Campaigns are represented by a tarot card with a goal that changes with every campaign. It can be anything from saving some villagers, to guarding a helpless man across a dangerous pathway. These stories don’t change too much for the most part with how the narrative is presented. While one story may be set on having to save someone, what happens with each story depends entirely on the cards you pull and how well you utilize them. This all relies on chance and while it may feel fresh at first, repetition will settle in as you land on the same encounter cards multiple times.

When you’re actually playing in a campaign, your goal is to survive all the enemies and obstacles presented to you, while achieving that mission’s objective. When it’s done well, the combat situations are lengthy and give you many opportunities to dodge incoming attacks, gather resources like gold and food, and try to survive. Unfortunately, it can feel unfair if you start off with a solid deck of cards to begin with and still manage to lose a challenge solely based on bad luck with dice rolls or drawing cards.
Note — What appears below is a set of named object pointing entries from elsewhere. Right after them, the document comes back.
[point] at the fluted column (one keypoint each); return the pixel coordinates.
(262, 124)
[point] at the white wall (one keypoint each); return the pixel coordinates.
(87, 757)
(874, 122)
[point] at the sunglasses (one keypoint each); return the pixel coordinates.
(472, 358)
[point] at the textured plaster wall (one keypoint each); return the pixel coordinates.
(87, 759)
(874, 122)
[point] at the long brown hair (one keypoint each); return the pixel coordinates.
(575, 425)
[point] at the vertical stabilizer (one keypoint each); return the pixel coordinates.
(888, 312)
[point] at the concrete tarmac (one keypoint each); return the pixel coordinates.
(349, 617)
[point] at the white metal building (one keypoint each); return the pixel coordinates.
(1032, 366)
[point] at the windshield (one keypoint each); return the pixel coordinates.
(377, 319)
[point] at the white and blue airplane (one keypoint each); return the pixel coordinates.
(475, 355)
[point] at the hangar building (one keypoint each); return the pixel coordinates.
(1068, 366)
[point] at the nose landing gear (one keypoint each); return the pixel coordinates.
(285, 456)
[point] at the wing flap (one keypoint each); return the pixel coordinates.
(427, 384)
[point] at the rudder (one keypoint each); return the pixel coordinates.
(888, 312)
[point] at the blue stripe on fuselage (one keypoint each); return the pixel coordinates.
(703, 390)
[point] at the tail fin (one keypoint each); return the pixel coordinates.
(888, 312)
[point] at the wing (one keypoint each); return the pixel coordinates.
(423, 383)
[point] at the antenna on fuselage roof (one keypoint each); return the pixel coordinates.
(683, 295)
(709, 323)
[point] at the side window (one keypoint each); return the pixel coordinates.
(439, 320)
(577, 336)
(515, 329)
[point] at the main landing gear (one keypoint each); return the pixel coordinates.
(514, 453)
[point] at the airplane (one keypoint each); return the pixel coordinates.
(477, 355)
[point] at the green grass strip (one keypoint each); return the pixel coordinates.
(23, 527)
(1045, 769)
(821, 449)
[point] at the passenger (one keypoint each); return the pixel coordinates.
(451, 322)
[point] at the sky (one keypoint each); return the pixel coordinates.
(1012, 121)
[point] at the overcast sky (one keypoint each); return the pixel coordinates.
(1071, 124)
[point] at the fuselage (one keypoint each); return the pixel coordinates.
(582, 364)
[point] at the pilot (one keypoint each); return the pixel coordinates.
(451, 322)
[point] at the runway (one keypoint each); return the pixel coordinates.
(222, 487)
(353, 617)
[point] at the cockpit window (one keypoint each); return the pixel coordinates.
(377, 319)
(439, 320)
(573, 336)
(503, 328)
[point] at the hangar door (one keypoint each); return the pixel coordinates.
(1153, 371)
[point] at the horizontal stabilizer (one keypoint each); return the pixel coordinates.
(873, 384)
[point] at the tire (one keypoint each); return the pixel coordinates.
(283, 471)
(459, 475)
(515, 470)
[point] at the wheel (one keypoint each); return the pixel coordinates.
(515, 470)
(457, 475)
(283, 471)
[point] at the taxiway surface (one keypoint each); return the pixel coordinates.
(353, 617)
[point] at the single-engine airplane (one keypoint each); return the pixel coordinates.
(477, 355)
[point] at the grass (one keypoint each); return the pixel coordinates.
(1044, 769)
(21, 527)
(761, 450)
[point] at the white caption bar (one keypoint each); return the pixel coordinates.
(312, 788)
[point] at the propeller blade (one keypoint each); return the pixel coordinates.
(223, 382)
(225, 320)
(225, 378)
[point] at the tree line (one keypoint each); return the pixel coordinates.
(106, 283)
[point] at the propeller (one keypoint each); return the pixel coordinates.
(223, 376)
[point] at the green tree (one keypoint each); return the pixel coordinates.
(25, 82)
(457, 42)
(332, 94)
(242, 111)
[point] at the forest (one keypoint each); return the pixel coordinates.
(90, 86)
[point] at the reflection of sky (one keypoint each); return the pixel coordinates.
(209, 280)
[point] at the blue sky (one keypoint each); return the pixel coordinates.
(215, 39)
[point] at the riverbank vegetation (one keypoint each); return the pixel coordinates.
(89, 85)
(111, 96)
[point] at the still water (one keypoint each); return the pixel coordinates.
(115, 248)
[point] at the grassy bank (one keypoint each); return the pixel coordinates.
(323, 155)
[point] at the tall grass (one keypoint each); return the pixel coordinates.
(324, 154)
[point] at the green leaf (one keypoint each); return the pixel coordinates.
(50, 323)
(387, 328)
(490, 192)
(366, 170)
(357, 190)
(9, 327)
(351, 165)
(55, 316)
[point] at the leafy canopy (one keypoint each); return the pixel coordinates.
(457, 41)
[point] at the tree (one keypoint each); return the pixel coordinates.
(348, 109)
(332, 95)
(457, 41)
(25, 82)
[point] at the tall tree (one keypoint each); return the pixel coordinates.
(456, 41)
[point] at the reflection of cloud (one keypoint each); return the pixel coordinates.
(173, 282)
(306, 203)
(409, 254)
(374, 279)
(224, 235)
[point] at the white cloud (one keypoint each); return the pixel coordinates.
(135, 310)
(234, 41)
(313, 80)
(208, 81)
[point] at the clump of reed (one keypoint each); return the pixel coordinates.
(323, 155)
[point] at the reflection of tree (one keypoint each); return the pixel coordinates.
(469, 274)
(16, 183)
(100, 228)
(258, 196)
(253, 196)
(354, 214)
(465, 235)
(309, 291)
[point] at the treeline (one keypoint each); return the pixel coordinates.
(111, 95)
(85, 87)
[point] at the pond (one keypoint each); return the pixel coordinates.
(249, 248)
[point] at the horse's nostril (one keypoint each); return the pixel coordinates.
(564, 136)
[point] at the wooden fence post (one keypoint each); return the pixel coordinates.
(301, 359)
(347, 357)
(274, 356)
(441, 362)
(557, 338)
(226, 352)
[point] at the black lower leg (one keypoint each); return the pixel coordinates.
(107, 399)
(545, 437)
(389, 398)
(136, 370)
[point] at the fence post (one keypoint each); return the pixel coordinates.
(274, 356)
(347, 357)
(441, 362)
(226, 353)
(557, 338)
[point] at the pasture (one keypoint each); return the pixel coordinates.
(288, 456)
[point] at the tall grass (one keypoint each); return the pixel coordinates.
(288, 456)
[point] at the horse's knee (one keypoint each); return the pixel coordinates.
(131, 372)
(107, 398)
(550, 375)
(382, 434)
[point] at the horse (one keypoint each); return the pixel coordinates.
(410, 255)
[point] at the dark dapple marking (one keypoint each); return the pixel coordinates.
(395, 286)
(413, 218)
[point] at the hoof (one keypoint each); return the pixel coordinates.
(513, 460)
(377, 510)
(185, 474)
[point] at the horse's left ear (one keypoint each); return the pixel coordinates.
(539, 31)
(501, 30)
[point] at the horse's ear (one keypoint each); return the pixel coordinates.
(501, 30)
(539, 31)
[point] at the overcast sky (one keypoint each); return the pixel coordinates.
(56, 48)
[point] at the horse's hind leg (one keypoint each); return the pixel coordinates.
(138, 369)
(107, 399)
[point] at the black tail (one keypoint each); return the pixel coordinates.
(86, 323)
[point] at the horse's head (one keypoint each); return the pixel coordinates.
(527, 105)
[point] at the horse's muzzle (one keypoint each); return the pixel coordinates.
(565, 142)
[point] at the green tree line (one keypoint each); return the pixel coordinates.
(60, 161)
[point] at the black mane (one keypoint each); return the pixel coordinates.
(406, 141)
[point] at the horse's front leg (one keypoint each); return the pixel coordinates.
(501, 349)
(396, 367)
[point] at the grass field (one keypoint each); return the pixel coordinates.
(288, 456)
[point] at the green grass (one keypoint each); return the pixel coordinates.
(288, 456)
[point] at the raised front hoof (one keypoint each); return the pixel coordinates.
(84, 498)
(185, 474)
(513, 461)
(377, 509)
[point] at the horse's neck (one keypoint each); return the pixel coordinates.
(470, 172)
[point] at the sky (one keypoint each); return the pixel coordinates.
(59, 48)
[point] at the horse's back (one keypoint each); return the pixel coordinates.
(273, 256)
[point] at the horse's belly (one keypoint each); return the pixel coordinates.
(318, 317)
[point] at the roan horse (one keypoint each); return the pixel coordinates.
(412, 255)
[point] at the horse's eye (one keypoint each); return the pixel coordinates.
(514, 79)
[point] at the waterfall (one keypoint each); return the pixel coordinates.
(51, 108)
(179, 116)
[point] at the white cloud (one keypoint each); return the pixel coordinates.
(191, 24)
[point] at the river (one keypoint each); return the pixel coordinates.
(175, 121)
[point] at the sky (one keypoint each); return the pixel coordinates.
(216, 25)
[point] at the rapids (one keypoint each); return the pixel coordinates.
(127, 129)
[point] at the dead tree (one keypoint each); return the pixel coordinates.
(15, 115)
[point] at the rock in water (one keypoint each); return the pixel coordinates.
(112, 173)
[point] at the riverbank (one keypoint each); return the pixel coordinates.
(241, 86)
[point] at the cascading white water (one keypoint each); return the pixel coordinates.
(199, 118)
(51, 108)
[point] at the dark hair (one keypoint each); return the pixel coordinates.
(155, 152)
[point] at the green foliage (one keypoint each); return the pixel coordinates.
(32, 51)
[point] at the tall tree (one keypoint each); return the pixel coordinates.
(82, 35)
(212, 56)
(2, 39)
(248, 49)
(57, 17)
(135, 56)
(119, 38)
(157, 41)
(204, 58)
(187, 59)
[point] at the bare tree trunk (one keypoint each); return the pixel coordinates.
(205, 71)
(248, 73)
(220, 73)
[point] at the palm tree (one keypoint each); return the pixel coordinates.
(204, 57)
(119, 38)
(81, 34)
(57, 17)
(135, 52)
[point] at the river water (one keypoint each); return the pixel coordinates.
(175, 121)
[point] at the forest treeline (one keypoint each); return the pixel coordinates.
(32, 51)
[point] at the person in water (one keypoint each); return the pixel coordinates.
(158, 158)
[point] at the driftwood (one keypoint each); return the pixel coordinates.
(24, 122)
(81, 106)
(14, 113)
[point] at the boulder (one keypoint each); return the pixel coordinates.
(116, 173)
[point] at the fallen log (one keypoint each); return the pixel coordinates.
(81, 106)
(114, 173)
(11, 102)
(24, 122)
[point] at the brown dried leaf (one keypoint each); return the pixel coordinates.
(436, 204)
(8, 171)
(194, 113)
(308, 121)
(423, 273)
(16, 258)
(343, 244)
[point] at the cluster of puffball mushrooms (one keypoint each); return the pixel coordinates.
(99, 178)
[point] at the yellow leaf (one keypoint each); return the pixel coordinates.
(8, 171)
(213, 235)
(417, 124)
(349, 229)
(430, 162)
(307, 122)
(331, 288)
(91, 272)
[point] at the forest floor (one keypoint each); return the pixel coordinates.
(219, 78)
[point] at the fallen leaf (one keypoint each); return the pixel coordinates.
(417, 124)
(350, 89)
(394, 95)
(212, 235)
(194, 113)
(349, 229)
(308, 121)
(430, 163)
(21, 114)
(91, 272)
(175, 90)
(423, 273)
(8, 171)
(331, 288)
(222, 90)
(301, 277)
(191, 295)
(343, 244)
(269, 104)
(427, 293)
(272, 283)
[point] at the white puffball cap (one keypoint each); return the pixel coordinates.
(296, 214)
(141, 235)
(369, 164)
Furthermore, it can be somewhat discouraging to continuously replay these situations because you start all the way at the beginning of a challenge once you die. If you’re an hour into a challenge at that time, mostly you will be irritated and disappointed to see all the pogress gone and have to play through it again. A lot of the success rates in these campaigns can often land on a simple dice roll or problematic deck handed to you.

Combat centers around usually having your character attack, block, and dodge in correlation to the movement of an enemy. The combat system is not very deep, but it does feel polished and fun to experience. These combat arenas are also where your companions appear to help with their own unique abilities. Once you’re done with the campaign, there is an Endless mode that is just as it sounds as you keep going on until you die. It’s a great mode to jump into once you’ve beaten all the challenges, mainly due to being able to carry over any cards you acquired from the campaign.

Visually, Hands of Fate 2 is nice to look at with great use of colors and fluidity to appear like more than just another indie title. The art aesthetic for the most part is atmospheric, and while it definitely wasn’t the best character models I’ve ever seen, the environments were captivating and done well. Some of the battle sequences looked rough with stiff animations at times and were not as polished as the tabletop scenes. The sound design was of your typical fantasy music with plenty of acoustics and drums beating during combat sections. It wasn’t memorable, but did not detract from the experience.

Overall, Hand of Fate 2 is an entertaining and amusing take on tabletop card gaming and third-person action combat. The presentation isn’t anything outstanding, but still looks great on the Switch. My main complaint is how some of your playthroughs can seem unfair and rely too much on chance, with your punishment being to play through the whole campaign again from the beginning. Fortunately, when the odds are in your favor, the gameplay and premise can give you hours of quality entertainment. If you’re in to Dungeons & Dragons, tabletop gaming, or just a unique action title, Hand of Fate 2 is definitely worth checking out.